Friday, November 12, 2010

Oatmeal Chocolate Chip Cookies

I've been meaning to add some of our favorite foods to this blog for awhile, so you'll probably see a sudden influx of posts from me on here. Hopefully your families will enjoy some of these as well!

These Oatmeal Chocolate cookies are too die for. By far my favorite cookie of all time. They're huge, chewy and soft in the middle and a little big crisp on the outside. The recipe probably seems pretty finicky, but the end results are worth it!

*My notes on the recipe: You do need to make them as big as it says if you want the crisp edges and chewy middle. Dark brown sugar does make a better cookie, but I've used regular brown sugar with good results as well. We also usually use chocolate chips since we usually have them on hand, rather than the semi-sweet chunks, but the chunks are a little better. Old fashioned oats are also a must. Don't substitute instant. Watch them closely! If you over bake them you might as well chuck them in the trash.

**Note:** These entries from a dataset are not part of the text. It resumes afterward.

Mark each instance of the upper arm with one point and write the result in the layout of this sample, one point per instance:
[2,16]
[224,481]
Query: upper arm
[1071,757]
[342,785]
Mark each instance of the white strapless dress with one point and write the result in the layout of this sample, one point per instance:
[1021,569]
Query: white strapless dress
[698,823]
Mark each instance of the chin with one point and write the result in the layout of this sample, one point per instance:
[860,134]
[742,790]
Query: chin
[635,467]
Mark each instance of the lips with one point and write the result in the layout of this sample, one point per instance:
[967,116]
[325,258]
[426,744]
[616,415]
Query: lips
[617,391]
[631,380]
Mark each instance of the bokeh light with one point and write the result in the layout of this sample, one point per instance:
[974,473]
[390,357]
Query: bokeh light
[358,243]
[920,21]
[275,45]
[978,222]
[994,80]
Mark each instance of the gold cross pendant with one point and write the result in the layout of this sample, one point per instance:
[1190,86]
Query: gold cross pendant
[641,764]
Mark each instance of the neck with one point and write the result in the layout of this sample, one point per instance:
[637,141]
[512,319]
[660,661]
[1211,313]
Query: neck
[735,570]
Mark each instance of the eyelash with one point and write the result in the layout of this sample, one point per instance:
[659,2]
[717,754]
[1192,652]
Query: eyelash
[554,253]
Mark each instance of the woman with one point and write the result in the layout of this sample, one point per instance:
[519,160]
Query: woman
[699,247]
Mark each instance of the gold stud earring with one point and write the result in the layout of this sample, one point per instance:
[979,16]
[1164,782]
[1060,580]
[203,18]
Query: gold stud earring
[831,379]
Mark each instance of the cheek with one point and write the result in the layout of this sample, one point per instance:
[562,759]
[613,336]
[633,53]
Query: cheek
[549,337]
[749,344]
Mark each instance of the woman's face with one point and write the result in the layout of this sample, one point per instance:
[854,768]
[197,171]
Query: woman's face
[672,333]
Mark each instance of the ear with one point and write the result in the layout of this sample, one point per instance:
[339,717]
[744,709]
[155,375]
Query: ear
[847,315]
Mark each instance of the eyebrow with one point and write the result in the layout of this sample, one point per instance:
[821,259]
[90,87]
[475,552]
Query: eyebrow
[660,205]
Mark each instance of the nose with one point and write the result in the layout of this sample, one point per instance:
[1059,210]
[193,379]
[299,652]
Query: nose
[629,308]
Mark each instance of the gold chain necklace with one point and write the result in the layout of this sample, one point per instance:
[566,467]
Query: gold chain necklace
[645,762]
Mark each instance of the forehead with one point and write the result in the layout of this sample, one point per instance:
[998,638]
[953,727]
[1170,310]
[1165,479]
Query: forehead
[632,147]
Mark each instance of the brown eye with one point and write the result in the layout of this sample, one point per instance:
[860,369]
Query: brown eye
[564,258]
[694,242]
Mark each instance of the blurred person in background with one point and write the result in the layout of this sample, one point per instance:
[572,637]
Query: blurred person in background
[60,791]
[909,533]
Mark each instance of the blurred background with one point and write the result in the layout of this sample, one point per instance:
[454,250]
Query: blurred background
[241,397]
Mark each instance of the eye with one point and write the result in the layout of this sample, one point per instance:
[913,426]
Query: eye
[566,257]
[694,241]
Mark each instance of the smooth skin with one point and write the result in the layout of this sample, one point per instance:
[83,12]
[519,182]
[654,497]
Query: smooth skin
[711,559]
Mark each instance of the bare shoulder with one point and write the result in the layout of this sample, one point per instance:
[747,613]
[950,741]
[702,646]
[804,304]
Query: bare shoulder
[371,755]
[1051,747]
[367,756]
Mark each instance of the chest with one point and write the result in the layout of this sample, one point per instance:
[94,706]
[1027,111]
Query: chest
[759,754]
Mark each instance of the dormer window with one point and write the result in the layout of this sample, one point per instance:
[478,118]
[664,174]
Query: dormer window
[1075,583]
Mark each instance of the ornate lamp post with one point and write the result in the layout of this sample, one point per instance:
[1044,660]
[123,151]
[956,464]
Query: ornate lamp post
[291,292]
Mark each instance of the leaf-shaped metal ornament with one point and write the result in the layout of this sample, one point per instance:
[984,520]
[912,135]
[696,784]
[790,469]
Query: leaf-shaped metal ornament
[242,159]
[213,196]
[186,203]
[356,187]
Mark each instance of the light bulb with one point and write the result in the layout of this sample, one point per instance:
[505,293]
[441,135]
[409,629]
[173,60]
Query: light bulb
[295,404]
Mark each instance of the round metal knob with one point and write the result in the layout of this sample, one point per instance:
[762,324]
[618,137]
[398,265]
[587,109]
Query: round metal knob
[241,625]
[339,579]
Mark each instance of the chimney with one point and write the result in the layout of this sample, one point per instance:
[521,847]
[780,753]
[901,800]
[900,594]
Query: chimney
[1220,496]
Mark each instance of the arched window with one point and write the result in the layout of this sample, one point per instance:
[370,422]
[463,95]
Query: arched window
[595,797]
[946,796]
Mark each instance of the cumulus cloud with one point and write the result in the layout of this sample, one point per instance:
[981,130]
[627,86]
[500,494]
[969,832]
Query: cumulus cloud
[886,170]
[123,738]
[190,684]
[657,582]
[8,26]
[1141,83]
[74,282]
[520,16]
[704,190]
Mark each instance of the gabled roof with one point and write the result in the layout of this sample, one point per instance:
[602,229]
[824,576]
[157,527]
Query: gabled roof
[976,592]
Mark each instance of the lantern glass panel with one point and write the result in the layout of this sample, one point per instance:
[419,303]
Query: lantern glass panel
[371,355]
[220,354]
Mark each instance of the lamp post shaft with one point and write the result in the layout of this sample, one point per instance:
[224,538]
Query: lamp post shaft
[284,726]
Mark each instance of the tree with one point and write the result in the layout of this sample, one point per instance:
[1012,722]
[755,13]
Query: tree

1 1/4 cups unbleached all-purpose flour
3/4 teaspoon baking powder
1/2 teaspoon baking soda
1/2 teaspoon table salt
1 teaspoon cinnamon
1 1/4 cups old-fashioned rolled oats
8 ounces semi-sweet chocolate, chopped into chunks
or
1 1/2 cups chocolate chips
12 Tablespoons (1 1/2 sticks) unsalted butter, softened but still cool
1 1/2 cups packed dark brown sugar
1 large egg
1 teaspoon vanilla

1. Adjust oven racks to upper and lower-middle positions; heat oven to 350 degrees. Line 2 large baking sheets with parchment paper.
2. Whisk flour, baking powder, baking soda, salt and cinnamon in a medium bowl. In a second medium bowl, stir together oats and chocolate.
3. In a standing mixer beat butter and sugar at medium speed until no sugar lumps remain, about 1 minute. Scrape down the sides of the bowl and add egg and vanilla and beat on medium- low speed until fully incorporated, about 30 seconds. Scrape down the bowl; with the mixer running on low speed add flour mixture; mix until just combined about 30 seconds. With mixer still running on low gradually add oat and chocolate mixture; mix until just incorporated. Give the dough a final stir by hand to ensure no flour pockets remain.
4. Using a 1/4 measure, divide dough into 16 equal portions, then roll into balls. Stagger 8 balls per cookie sheet and flatten gently to about 1 inch thickness. Bake both baking sheets 8 minutes, rotate them front to back and top to bottom and bake an additional 9 minutes longer. Watch them closely! Remove when the edges are set up but the fissures are still wet and raw looking. Cool 5 minutes on the cookie sheet, then move to a wire rack to cool completely.